The EUAs for the 5 mAbs that were authorized at various times during the COVID-19 pandemic (10) have all been suspended or revoked by the FDA, based on in vitro evidence of evolving loss of efficacy against new SARS-CoV-2 variants. The EUA for the last of the mAbs (bebtelovimab) was revoked on 30 November 2022 (11). Such decisions about changes to EUAs are often based on in vitro potency alone, as randomized trials and real-world data predate evolving variants. There are limited, large-scale observational clinical data for use of mAb products in infected patients, including during the current Omicron variant era (12, 13). Taken together, these realities underscore the need for near-real-time evaluation of individual mAb products as new variants emerge, with the goal of identifying patient populations most likely to benefit from treatment.

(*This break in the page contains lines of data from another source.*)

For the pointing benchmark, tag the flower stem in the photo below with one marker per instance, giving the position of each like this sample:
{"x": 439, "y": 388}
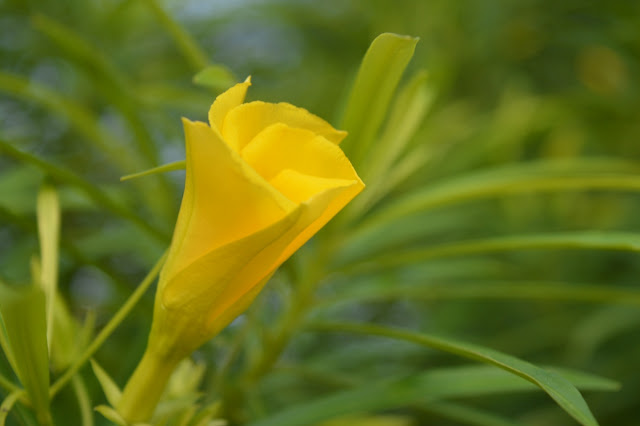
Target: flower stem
{"x": 145, "y": 387}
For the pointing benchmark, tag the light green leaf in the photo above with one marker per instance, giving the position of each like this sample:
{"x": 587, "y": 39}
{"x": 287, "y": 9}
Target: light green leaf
{"x": 23, "y": 315}
{"x": 109, "y": 387}
{"x": 177, "y": 165}
{"x": 196, "y": 57}
{"x": 556, "y": 386}
{"x": 48, "y": 213}
{"x": 112, "y": 415}
{"x": 580, "y": 240}
{"x": 547, "y": 176}
{"x": 527, "y": 290}
{"x": 84, "y": 400}
{"x": 406, "y": 115}
{"x": 7, "y": 405}
{"x": 216, "y": 77}
{"x": 468, "y": 415}
{"x": 375, "y": 84}
{"x": 94, "y": 193}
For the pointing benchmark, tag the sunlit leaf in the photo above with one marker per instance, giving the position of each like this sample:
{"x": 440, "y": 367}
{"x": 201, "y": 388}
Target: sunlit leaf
{"x": 557, "y": 387}
{"x": 375, "y": 84}
{"x": 24, "y": 318}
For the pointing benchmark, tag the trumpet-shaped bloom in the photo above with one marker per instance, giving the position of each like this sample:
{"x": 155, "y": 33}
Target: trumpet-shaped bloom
{"x": 261, "y": 180}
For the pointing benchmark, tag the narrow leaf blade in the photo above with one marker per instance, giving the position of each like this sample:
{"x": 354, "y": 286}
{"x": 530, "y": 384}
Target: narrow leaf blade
{"x": 557, "y": 387}
{"x": 379, "y": 74}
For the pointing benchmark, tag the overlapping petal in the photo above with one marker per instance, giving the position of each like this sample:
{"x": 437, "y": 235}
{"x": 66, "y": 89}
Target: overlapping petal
{"x": 261, "y": 180}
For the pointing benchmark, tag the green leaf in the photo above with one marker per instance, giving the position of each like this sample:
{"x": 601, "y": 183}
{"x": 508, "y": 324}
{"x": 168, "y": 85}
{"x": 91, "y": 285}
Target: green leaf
{"x": 177, "y": 165}
{"x": 406, "y": 115}
{"x": 94, "y": 193}
{"x": 581, "y": 240}
{"x": 548, "y": 176}
{"x": 216, "y": 77}
{"x": 196, "y": 57}
{"x": 379, "y": 74}
{"x": 111, "y": 415}
{"x": 556, "y": 386}
{"x": 23, "y": 314}
{"x": 48, "y": 213}
{"x": 84, "y": 400}
{"x": 7, "y": 405}
{"x": 527, "y": 290}
{"x": 468, "y": 415}
{"x": 109, "y": 387}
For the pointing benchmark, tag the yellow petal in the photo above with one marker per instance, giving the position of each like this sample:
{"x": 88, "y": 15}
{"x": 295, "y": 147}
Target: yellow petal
{"x": 189, "y": 302}
{"x": 224, "y": 199}
{"x": 280, "y": 147}
{"x": 299, "y": 187}
{"x": 225, "y": 102}
{"x": 245, "y": 121}
{"x": 320, "y": 208}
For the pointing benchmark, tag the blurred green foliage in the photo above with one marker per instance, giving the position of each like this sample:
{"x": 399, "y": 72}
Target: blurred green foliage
{"x": 509, "y": 218}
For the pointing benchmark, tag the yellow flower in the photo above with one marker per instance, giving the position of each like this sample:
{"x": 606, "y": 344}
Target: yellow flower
{"x": 261, "y": 180}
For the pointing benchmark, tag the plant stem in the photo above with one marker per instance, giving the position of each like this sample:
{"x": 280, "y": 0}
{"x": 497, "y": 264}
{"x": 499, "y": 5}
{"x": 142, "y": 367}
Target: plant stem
{"x": 145, "y": 387}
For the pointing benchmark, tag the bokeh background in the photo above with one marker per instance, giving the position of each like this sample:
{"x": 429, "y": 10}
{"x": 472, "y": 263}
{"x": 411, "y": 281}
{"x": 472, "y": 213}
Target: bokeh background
{"x": 92, "y": 90}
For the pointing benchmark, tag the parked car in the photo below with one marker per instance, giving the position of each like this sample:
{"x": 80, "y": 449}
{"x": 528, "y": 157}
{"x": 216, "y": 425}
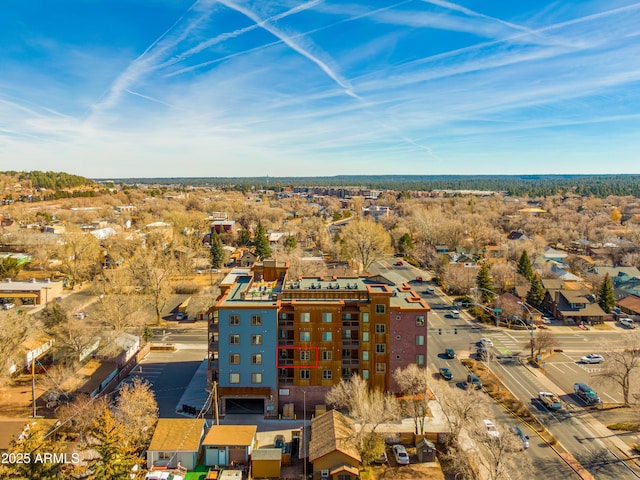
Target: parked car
{"x": 627, "y": 322}
{"x": 486, "y": 342}
{"x": 402, "y": 457}
{"x": 492, "y": 430}
{"x": 474, "y": 381}
{"x": 586, "y": 393}
{"x": 522, "y": 436}
{"x": 382, "y": 459}
{"x": 592, "y": 358}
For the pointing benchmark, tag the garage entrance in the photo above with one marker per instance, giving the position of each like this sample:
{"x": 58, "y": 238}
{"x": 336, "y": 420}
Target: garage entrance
{"x": 251, "y": 406}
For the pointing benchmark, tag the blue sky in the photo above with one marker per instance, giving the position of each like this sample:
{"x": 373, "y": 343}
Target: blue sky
{"x": 141, "y": 88}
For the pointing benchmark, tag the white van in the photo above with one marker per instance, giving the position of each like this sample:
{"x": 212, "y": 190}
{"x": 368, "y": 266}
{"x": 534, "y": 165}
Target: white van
{"x": 627, "y": 322}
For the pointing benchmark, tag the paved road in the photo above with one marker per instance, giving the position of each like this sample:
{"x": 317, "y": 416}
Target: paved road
{"x": 169, "y": 372}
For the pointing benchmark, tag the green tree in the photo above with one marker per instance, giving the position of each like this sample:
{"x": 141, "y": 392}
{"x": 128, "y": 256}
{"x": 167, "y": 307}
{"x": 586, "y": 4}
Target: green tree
{"x": 217, "y": 250}
{"x": 33, "y": 445}
{"x": 261, "y": 242}
{"x": 524, "y": 266}
{"x": 606, "y": 298}
{"x": 117, "y": 456}
{"x": 290, "y": 244}
{"x": 485, "y": 284}
{"x": 536, "y": 294}
{"x": 405, "y": 244}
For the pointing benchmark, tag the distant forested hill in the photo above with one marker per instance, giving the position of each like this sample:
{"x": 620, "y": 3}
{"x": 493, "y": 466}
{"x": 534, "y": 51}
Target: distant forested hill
{"x": 519, "y": 185}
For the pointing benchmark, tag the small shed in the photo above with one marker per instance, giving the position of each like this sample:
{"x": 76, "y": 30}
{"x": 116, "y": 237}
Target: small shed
{"x": 266, "y": 463}
{"x": 426, "y": 451}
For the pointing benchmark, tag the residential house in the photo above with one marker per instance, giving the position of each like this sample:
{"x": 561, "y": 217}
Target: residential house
{"x": 331, "y": 448}
{"x": 577, "y": 306}
{"x": 229, "y": 444}
{"x": 175, "y": 441}
{"x": 266, "y": 462}
{"x": 275, "y": 341}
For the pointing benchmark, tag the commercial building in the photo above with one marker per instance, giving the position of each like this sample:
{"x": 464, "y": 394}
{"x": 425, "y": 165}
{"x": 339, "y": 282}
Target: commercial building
{"x": 275, "y": 341}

Therefore, using the framework of a hypothetical pragmatic randomized trial, we assessed the evolving real-world effectiveness of early mAb treatment for outpatients with COVID-19 who were treated in a large U.S. health care system over nearly 2 years. We examined the specific mAb products that were used, the SARS-CoV-2 variant that was presumed to be predominant, the time from SARS-CoV-2 infection to treatment, and patients' immunocompromised status. This work complements smaller, date-restricted subsets that have been published previously on the effectiveness of bamlanivimab monotherapy in 232 patients from 9 December 2020 to 3 March 2021 (8); the comparative effectiveness of subcutaneous (n = 969) or intravenous (n = 1216) casirivimab–imdevimab in patients treated from 14 July to 26 October 2021 (14); the comparative effectiveness of bamlanivimab, bamlanivimab–etesevimab, and casirivimab–imdevimab among 1935 patients treated from 10 March to 25 June 2021 (15); a randomized comparative effectiveness trial of casirivimab–imdevimab (n = 2454) versus sotrovimab (n = 1104) in the Delta variant period, coupled with a parallel propensity score–matched cohort study of mAb treatment (n = 1023) versus no mAb treatment (n = 2046) (16); and the effectiveness of bebtelovimab monotherapy in 1860 patients from 30 March to 28 May 2022 (12). We conclude by briefly discussing possible future uses of mAb therapy for emerging SARS-CoV-2 variants.

Methods

Using observational data, we emulated a hypothetical pragmatic randomized trial of outpatients with COVID-19 who met EUA eligibility criteria for mAb treatment. All treated patients verbally consented to mAb treatment and reviewed the FDA EUA fact sheets for available mAbs before treatment. Treatment was assigned via a central management system overseen by a multidisciplinary COVID-19 Therapeutics Committee (Supplement Appendix A); this system was used even when only 1 mAb was available (17). The Quality Improvement Review Committee and Institutional Review Board provided ethical review and approval of the study as an exempt protocol, and all data remained deidentified for this analysis.

Data Sources

We used health-related data captured in the electronic health record (EHR) and ancillary clinical systems, all aggregated and harmonized in a clinical data warehouse (8, 18). For all patients, we accessed sociodemographic data, medical history, and billing charges for all outpatient and inpatient encounters with diagnoses and procedures coded based on the International Classification of Diseases, Ninth and 10th Revisions (19, 20). We classified self-declared race as Black versus all others. Deaths at 28 days were identified using hospital discharge dispositions of “ceased to breathe” sourced from the inpatient medical record system; deaths after discharge were identified via the Death Master File from the Social Security Administration's 2022 National Technical Information Service (21, 22). Definitions for variables used in the analysis, as captured in the EHR, are provided in the Statistical Analysis and Subgroup Analyses sections and in Supplement Appendix B. Components of the study design are summarized in the following 3 sections, with full details provided in Supplement Appendix C.

Eligibility Criteria

The index date for patient selection and analysis was the date of a positive SARS-CoV-2 test result, as documented in the University of Pittsburgh Medical Center (UPMC) health system during the period from 8 December 2020 to 31 August 2022. All selected (eligible) patients were aged 12 years or older, had at least 1 EUA-eligible risk factor for progression to severe disease identified in the EHR on the index date, were not pregnant, were not in the emergency department (ED) or hospital on the index date, had at least 1 record in the EHR in the previous year (making them likely to access care within the system, thus allowing for ascertainment of follow-up data), and had near-complete covariate data for analysis. Patients were excluded if they received tixagevimab–cilgavimab (Evusheld [AstraZeneca]) (preexposure prophylaxis for prevention of COVID-19) before or within 28 days of the index date.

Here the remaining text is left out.